BJ Williams Bone Marrow Transplant
Red Bank High School 2007
I'm Michael Williams, Billy Joe's dad and our family is seeking to raise funds for an up coming bone marrow transplant that he will be needing. Billy will have to go to Seattle Washing to children Medical hospital for a bone marrow transplantation. billy has been dianoised with I.P.E.X. syndrome a very rare disease (200 cases world wide).
I.P.E.X. Syndrome (immunnodysselectingregulation polyendocrinopathy,X link syndrome) is a rare disease linked to the dysfunction of the transcription factor FoxPE, widley know to be the master regulator of the Tcell lineage.
This autoimmunity is called IPEX and is the attack od the bodies on immune system against the body's own tissues and organs. Early age onset of this disease in males causes severe enlagement of the secondary lymphoid organs, insulin dependent diabetes, eczema, food allegies and inffections. There has been limited succes in treating the syndrome by bone marrow transplantion.
We are raising this money to cover living expenses and other nesecities that will be needed to for the 6 month period he will be staying there.

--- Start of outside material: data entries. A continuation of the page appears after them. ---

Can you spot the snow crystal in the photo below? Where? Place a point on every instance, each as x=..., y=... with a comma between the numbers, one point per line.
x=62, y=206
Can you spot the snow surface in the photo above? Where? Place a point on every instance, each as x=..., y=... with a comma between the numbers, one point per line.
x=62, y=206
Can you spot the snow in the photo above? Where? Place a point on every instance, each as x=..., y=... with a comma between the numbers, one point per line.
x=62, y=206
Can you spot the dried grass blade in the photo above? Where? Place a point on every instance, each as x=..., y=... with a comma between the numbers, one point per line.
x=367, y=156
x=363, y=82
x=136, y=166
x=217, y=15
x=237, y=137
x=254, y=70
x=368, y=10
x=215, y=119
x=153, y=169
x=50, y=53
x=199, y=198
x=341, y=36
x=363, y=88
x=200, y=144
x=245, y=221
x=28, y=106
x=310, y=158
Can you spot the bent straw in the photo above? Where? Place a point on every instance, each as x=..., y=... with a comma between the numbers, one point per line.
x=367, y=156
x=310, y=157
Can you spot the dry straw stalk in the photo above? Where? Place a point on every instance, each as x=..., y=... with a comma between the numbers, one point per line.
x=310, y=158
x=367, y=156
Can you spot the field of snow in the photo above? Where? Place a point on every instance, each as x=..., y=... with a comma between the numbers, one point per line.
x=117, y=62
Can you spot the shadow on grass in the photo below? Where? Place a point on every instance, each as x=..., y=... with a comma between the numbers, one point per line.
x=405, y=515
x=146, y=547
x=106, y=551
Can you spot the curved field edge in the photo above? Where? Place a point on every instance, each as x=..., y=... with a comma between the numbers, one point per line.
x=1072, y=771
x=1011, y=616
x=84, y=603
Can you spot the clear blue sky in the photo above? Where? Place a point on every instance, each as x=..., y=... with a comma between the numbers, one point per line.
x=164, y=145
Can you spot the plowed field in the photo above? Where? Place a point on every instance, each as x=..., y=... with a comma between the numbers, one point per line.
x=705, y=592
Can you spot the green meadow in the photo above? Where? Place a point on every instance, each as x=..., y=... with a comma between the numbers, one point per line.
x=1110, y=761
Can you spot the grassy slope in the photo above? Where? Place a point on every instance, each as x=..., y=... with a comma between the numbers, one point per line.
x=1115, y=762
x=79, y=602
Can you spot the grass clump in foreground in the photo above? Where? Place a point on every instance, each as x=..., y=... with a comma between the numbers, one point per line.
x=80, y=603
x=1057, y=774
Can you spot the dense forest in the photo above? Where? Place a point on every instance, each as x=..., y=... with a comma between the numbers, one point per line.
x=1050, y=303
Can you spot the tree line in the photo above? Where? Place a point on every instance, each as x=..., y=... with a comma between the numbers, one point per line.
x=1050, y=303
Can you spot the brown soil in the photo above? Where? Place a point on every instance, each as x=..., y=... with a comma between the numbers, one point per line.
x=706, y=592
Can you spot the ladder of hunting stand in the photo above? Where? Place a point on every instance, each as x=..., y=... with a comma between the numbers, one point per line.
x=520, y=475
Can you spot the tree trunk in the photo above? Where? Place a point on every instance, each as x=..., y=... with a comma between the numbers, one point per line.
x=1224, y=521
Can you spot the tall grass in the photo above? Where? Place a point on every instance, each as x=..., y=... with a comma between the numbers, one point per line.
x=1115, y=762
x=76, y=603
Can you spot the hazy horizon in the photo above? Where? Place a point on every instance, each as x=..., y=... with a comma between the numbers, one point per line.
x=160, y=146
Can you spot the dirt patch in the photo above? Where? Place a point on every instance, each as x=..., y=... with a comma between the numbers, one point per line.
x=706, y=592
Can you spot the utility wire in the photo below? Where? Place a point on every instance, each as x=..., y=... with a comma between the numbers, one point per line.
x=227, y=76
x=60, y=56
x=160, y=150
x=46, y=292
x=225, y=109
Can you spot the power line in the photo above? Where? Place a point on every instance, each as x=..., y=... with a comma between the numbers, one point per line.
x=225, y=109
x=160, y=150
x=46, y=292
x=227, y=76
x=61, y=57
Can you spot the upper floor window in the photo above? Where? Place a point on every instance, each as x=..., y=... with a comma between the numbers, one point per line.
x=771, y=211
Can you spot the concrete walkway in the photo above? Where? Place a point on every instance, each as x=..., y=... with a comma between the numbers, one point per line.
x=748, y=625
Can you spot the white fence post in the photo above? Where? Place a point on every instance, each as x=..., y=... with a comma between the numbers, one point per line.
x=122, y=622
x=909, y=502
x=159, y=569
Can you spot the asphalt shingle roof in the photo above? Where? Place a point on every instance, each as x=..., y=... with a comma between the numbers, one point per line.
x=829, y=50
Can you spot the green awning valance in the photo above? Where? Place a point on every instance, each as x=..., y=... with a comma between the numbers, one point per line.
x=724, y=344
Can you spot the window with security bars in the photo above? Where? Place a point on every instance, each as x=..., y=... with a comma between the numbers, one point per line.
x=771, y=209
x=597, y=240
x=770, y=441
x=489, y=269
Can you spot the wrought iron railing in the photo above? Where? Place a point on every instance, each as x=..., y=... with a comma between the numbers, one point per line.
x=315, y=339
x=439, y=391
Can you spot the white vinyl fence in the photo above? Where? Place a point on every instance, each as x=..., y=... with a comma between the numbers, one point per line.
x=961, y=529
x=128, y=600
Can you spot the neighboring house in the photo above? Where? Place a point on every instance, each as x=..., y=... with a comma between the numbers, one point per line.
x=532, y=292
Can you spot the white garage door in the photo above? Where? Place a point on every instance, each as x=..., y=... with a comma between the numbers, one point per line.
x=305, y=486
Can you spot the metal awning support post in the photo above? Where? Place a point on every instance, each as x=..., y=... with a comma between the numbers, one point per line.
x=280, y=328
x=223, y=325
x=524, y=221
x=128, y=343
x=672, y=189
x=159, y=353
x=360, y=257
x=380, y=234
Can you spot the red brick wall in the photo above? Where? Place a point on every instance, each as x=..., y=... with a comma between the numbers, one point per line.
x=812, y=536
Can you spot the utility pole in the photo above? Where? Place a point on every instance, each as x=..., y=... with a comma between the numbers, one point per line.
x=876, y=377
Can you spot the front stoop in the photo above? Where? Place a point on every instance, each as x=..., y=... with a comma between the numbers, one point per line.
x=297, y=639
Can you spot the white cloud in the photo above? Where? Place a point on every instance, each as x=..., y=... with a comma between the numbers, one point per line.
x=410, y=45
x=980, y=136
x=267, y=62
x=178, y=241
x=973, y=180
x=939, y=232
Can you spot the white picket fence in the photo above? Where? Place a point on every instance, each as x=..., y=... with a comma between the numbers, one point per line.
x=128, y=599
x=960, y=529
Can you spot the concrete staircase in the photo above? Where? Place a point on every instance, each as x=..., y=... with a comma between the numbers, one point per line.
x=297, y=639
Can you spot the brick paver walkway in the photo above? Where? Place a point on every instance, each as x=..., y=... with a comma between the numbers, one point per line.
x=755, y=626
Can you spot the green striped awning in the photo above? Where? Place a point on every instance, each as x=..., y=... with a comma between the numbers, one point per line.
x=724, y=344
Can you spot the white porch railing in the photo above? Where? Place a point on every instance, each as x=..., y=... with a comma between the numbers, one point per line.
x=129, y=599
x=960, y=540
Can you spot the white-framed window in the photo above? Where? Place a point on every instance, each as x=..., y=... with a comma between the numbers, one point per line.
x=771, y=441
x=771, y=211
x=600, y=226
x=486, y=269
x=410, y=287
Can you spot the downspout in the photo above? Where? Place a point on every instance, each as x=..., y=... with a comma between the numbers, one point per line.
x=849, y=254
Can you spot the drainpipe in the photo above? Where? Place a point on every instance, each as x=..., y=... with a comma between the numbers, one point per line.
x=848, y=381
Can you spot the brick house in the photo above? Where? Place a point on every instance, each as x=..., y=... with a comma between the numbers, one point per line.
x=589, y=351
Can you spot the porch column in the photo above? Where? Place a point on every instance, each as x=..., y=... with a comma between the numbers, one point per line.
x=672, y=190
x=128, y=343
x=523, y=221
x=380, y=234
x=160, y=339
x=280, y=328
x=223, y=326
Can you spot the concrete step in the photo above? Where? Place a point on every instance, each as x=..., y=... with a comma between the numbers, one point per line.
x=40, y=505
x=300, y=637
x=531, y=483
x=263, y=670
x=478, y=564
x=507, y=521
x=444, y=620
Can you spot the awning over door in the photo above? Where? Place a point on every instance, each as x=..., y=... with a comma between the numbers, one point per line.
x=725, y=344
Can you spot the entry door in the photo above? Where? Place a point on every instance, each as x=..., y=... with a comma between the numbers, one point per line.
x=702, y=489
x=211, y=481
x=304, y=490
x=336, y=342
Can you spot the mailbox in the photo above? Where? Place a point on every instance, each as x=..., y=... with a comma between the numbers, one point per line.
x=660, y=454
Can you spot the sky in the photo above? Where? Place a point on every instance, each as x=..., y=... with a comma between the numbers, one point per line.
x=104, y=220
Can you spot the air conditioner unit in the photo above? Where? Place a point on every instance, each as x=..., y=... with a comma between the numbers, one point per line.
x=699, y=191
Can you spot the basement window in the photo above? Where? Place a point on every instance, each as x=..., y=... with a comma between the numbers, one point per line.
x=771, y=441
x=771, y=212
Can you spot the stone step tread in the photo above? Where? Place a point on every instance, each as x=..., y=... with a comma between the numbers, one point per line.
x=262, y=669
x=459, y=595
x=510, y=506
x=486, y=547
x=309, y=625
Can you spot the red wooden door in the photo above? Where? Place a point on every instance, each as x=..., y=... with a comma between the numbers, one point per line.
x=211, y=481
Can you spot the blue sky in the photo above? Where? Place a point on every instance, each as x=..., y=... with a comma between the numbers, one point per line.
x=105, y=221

His mom will be joining him to be by his side through the procedure. It will be a very long road for Billy. The whole process can take up to a full year before we truely see the full rewards.
We are trying to gather the funds as soon as we can. the doctors want to do this tgransplant during the summer months to minimize the risk for inffections.
I know this is short notice but we have only know aboout this for about a month now. We are trying to get as much of this by June 15th 2016
Your donation will be so gratefully appreciated by our whole family to hopefully allow Billy to lead a some what normal life without all these illneses. Billy if you ever have a chance to meet him would be the first to let you know quickly how much he aapreciates your donation.
I wanted to give you an update on BJ'S condition. He has had a few set backs during his stay in Seattle but it looks like things may be making a turn for the good. He had Host vs Graph Disease (HGV) set in in his skin and stomach. They have been able to treat his skin issues with a procedure called ECP that treats his blood with ultraviolet lights and that has worked extremely well. They are now treating the HGV in his stomach with a experimental drug. This was declined by the insurance company because it is considered an experimental drug, even though it's been out for 10 years. We were able to get it approved due to his lack of income. He had been in the hospital for 37 days but because of the drug he got released last Thursday. He seems to be making progress and we are hoping that he is on the last leg of this journey. To say Beth and BJ have been through it would be a understatement.'
I wanted to post this to give everyone a update on his progress.
I am with reluctance reaching out for any assistance you may be able to give to get them through hopefully these last few weeks of treatment. I don't have a timeframe or date at this time but will post it as soon.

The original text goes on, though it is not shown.